Find & Fix Orphan Pages
By Matthew Edgar · Last Updated: June 14, 2022
What Are Orphaned Pages?
An orphaned page on a website is a page that has no internal links pointing to it. There is also the concept of a near-orphaned page, which is a page that has very few internal links pointing to it. Because there are no (or few) internal links referencing this page, the orphaned page is effectively cut off from the rest of the website, which can harm that page’s ability to perform.
Having orphaned pages isn’t great but isn’t always a problem. There are legitimate examples of pages that shouldn’t have or wouldn’t have internal links. For example, landing pages shouldn’t have any internal links pointing to them since those pages are only intended to receive traffic from ads. As another example, confirmation pages visitors see after placing an order or submitting a form wouldn’t have internal links since you wouldn’t want people to find that confirmation page in some other way.
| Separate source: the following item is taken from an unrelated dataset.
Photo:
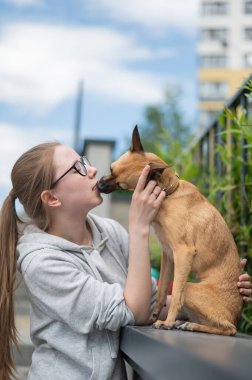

Orphaned pages become a problem and hurt performance when pages that shouldn’t be orphaned are orphaned. To understand that, we need to understand why different types of internal links matter. When it comes to SEO, internal links help guide search engine robots through a website. If a page isn’t linked to (at all or at least not very much) from within the website, then robots will have a harder time finding that page and may not find the page at all. If they can’t find (or discover) that page, then that page won’t be able to rank in search results. You might be able to correct the discoverability problem by listing the page in an XML sitemap. However, discoverability isn’t the only SEO benefit of internal links.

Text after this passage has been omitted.